With our patients, the herpes blisters preceded the FP in 48% of the cases, were simultaneous in 16%, and followed the FP in 36% of the cases. In Peitersen’s study [6], blisters occurred first in 60% of the cases, were simultaneous in 25%, and followed FP in 15% of the cases. Aizawa et al. [3] found that blisters preceded the palsy 31%, occurred at the same time as the palsy 52%, and followed the palsy 15%. Hato et al. [26] found a difference between children and adults in the way that blisters followed FP in 32% of adults, but even in 50% of children 16 years or younger. In our study, over one third of the RHS diagnoses could not be made at FP onset because the blisters were yet to come. It is a serious reminder to advise the patients to be alert of blisters appearing after FP. It is very probable that some of these patients are lost for diagnosis and treatment in cases of blisters following FP.
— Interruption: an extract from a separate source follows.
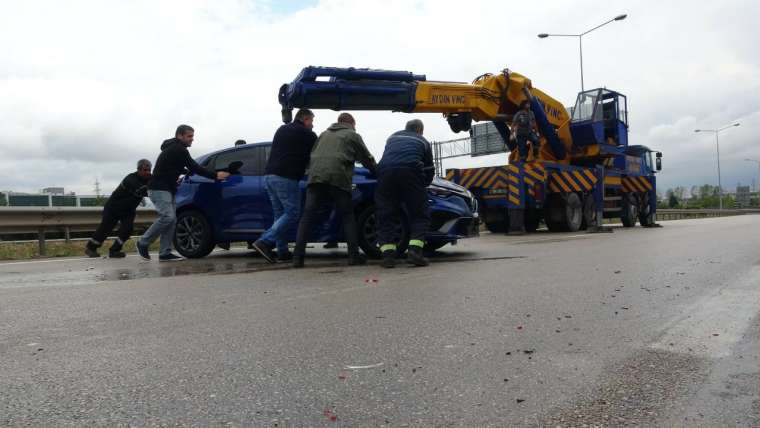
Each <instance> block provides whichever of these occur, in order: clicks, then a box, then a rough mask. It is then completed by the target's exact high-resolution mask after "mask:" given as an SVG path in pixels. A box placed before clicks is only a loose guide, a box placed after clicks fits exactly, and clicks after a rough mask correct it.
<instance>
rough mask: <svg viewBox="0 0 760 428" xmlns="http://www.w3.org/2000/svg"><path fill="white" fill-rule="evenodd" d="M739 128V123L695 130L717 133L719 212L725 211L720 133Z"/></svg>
mask: <svg viewBox="0 0 760 428" xmlns="http://www.w3.org/2000/svg"><path fill="white" fill-rule="evenodd" d="M734 126H739V123H738V122H737V123H733V124H731V125H726V126H724V127H722V128H718V129H695V130H694V132H713V133H715V151H716V154H717V160H718V210H719V211H723V186H722V185H721V182H720V142H719V140H718V134H720V131H725V130H726V129H728V128H731V127H734Z"/></svg>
In our study design, we set the time boundaries for the herpes blisters to be 1 month before or after the FP and some patients showed the blisters 14–30 days before or after FP. In the study by Aizawa et al. [3], the blisters were seen from 27 days before to 13 days after the FP. They studied the viral load and immune responses of the patients and concluded that FP in RHS can occur at different times, from early phase to the regression phase of VZV reactivation, and that there are variable patterns of development of facial nerve dysfunction induced by VZV reactivation and the progression of neuritis.

Strengths and limitations

The strength of this study was the rare long-term outcome assessment of FP by self-assessment of a rather large group of patients. The exploration of many different characteristics of RHS was also valuable, revealing, among other things, the knowledge that with over one third of the patients, the blisters appeared after FP onset and in 20% of the patients the blisters were hidden in the ear canal or in the mouth, and could not be seen if not looked for.
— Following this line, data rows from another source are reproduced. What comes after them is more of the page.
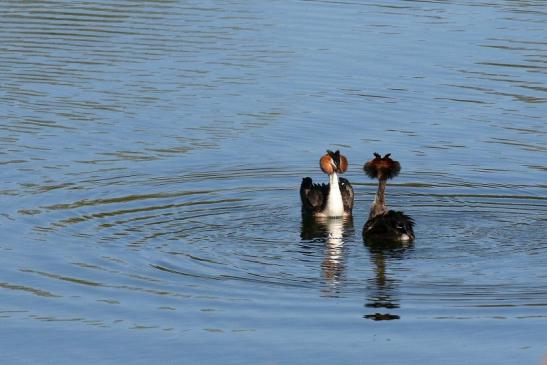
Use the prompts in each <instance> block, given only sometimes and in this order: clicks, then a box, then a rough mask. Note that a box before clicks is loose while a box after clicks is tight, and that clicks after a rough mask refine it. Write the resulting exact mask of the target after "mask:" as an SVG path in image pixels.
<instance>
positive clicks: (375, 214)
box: [363, 152, 414, 241]
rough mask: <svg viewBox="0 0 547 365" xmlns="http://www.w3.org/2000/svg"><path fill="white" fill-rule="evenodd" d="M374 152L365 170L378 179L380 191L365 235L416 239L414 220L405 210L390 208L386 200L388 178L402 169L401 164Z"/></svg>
mask: <svg viewBox="0 0 547 365" xmlns="http://www.w3.org/2000/svg"><path fill="white" fill-rule="evenodd" d="M390 156H391V154H390V153H388V154H387V155H385V156H384V157H382V156H380V154H378V153H376V152H375V153H374V159H372V160H370V161H368V162H367V163H365V166H364V167H363V170H365V173H366V174H367V175H368V177H370V178H371V179H378V191H377V192H376V196H375V197H374V202H373V203H372V206H371V207H370V213H369V215H368V220H367V222H366V223H365V226H364V227H363V236H364V237H365V238H366V239H369V240H388V241H411V240H413V239H414V220H413V219H412V218H411V217H409V216H408V215H406V214H404V213H403V212H399V211H395V210H388V209H387V206H386V200H385V189H386V183H387V179H392V178H394V177H395V176H397V175H398V174H399V172H400V171H401V164H400V163H399V162H398V161H394V160H392V159H391V158H390Z"/></svg>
A limitation of the study was that the protocol failed to permit standardized gradings of FP from the patient records at the baseline visit or at the end of the follow-up period. Facial function evaluations varied from brief mentions of “almost total paralysis”, “slight weakness”, “almost cured”, or “well cured” to the use of both HB and SB grading scales. The study data was collected already several years ago and goes back over 20 years. We hope that our routines on evaluating FP patients are more coordinated today than what they were in the 1990s, and that the SB grading scale is frequently used also by residents who usually first meet these patients in the outpatient clinics. In addition, the time the patient was first seen and evaluated after FP onset and the length of the follow-up varied between patients. The time gap from RHS onset to answering the questionnaire was also long in some cases, which likely affected how the patient was able to remember and answer about the symptoms at the disease onset. Finally, the number of patients in subgroups was also too small to draw statistically liable conclusions.
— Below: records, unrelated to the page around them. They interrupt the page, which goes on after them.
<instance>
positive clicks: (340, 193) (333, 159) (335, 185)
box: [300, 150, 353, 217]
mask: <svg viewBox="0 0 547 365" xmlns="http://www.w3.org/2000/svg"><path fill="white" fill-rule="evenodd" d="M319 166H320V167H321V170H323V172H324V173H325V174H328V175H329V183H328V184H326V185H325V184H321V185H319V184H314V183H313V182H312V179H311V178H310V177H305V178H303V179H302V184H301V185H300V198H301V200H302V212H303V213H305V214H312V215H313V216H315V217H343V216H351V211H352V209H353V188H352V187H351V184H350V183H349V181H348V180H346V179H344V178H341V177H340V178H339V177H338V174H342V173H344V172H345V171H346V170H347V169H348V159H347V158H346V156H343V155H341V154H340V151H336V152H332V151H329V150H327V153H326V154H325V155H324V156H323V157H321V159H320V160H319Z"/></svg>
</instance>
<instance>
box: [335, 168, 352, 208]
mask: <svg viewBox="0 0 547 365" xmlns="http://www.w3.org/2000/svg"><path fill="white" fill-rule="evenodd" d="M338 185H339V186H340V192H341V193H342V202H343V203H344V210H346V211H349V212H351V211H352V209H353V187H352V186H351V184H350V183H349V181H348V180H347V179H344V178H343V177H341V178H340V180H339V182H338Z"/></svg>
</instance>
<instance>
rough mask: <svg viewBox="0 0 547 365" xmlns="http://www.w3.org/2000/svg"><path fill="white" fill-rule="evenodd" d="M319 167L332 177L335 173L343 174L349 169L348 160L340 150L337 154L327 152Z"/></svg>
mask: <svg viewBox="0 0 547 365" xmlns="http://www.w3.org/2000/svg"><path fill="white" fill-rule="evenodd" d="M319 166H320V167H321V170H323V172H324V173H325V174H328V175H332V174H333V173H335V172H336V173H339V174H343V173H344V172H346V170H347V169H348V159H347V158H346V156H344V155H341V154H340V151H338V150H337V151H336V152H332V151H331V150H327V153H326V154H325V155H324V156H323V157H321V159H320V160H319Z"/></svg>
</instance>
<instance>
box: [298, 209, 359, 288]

Medication seems to significantly advance the outcome of RHS, thus it is important to recognize the disease. In our study, only 16% of patients displayed blisters occuring simultaneously with FP, so it is crucial to ask the patients about preceding blisters and inform them about the possibility of blisters occurring after FP. In addition, 18% of our patients experienced their blisters at the ear canal or in the mouth, hidden from view, therefore it is imperative to meticulously check the patient throughout.